I reached over and punched him in the shoulder.
"Ouch." He rubbed the spot absently. "Seriously, though, I don't know. It kind of makes sense, doesn't it? I mean, if those guys have some sort of weird connection to each other, maybe the only way to move forward is with both of them. Together."
I wrinkled my nose at him. "Share?"
The idea seemed so foreign to me.
But even as I had that thought, I could feel the energy they sparked inside me stir to life. I let my mind wander over the possibility of being with both Dyson and Eeli.
And okay, let's be real here, not a woman alive wouldn't indulge in that fantasy for a few minutes. Dyson and Eeli were smokin' hot men.
But the feelings that flooded me were more than desire. Not that desire wasn't there. The need flowing through me was real. There was so much more entwined with the desire, though.
I imagined waking up with them every day. I imagined cooking dinner and sitting around the table with my men at the end of each day. I entertained the idea of being part of both of them and helping them to heal from whatever hurt still lingered so deep inside them.
And yes, I'd be a liar if I didn't admit that I lingered over the thoughts of making love to them every night. Running my hands over Dyson's rippled abdomen. Kissing my way across Eeli's hard chest. Being held between both, as they touched and teased my body. Their beards leaving me warm and wet between my thighs.
I bolted up from the couch, my breath coming in heavy pants when a wave of uncontrollable need to find both men clamped around my heart.
"Clara? Are you okay?"
I looked around the room, a little frantic, trying to find an outlet for all the emotion and energy that threatened to twist me inside out.
"Clara?" Will stood and took a few steps toward me.
I put my hand up. "Give me a second, Will. I just need a minute."

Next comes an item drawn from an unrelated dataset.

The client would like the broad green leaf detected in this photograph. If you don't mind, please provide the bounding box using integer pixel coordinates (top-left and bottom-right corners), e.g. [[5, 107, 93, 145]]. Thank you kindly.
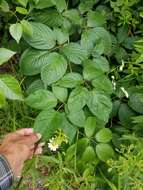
[[87, 11, 106, 27], [52, 0, 67, 12], [81, 27, 112, 55], [16, 7, 28, 15], [93, 56, 110, 73], [79, 0, 99, 14], [81, 146, 97, 163], [0, 0, 9, 12], [0, 74, 23, 100], [0, 48, 16, 65], [84, 116, 96, 137], [21, 20, 33, 37], [81, 29, 96, 55], [34, 109, 63, 141], [57, 72, 84, 88], [77, 137, 90, 157], [63, 9, 82, 25], [20, 48, 50, 76], [25, 89, 57, 110], [67, 110, 86, 127], [95, 128, 112, 143], [54, 28, 69, 45], [9, 23, 22, 43], [61, 43, 87, 64], [52, 85, 68, 102], [92, 75, 113, 95], [34, 10, 64, 28], [129, 93, 143, 114], [60, 114, 77, 144], [35, 0, 54, 9], [118, 103, 136, 128], [41, 53, 67, 85], [96, 143, 114, 162], [87, 90, 112, 122], [24, 22, 56, 50], [0, 90, 6, 109], [17, 0, 28, 7], [68, 87, 89, 113], [26, 79, 44, 95]]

He watched me warily, not closing the distance between us.
"Well, at least one good thing," Will said.
I whirled to face him. "Will," I all but growled.

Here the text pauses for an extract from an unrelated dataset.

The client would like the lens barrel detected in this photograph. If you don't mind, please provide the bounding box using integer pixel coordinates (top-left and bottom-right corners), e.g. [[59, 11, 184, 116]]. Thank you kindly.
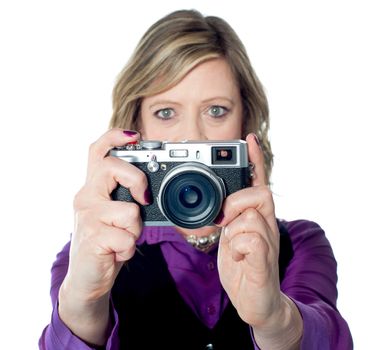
[[158, 163, 226, 228]]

His only response was a small smile that only tipped his lips up a bit before he said softly, "Clara, this is a good thing. You have the answer you needed. You're not broken. You've just accepted you're in love with two men. Your soulmates."
My soulmates. Plural.
"But how do I…" I shook my head, not even knowing what to ask.

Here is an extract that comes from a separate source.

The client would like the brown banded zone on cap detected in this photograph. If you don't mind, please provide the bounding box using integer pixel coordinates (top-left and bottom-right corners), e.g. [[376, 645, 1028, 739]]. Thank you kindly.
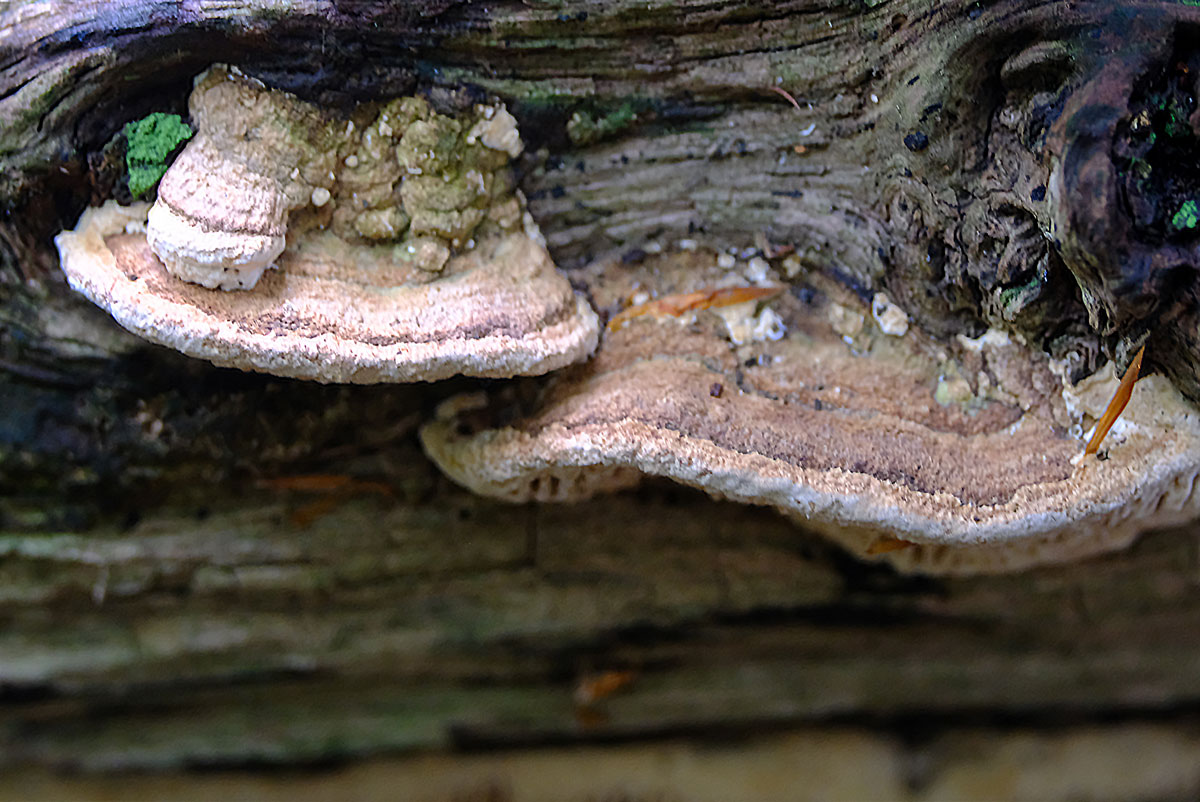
[[422, 304, 1200, 573], [58, 202, 599, 383]]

Will finally closed the distance between us, putting an arm over my shoulders and pulling me in for a warm hug. "You figured out the tough part. I have faith the three of you can figure out the rest."
The three of us. Something inside me eased as I allowed the idea to take root. As impossible as it might be, the only thing that seemed to calm me was admitting to myself that I had strong feelings for both Dyson and Eeli.
I tried the idea out one more time. My soulmates.
I leaned my forehead against his shoulder and let out a soft sigh. I had no idea if Dyson and Eeli shared my feelings. No idea how all this would work.
All I knew was that the only thing to bring me any peace over the days since I started Operation Separate and Conquer was the thought of being claimed by the two men I wanted to help more than anything. Dyson and Eeli.
Mine.
I continued seeking comfort in Will's hug until another thought had me standing up straight with a gasp.
Holy hell. I could barely grasp the idea of spending my life with not one but two males. How on earth was I going to break it to my brothers? My parents. I shudder.
"I think I'm going to need another drink."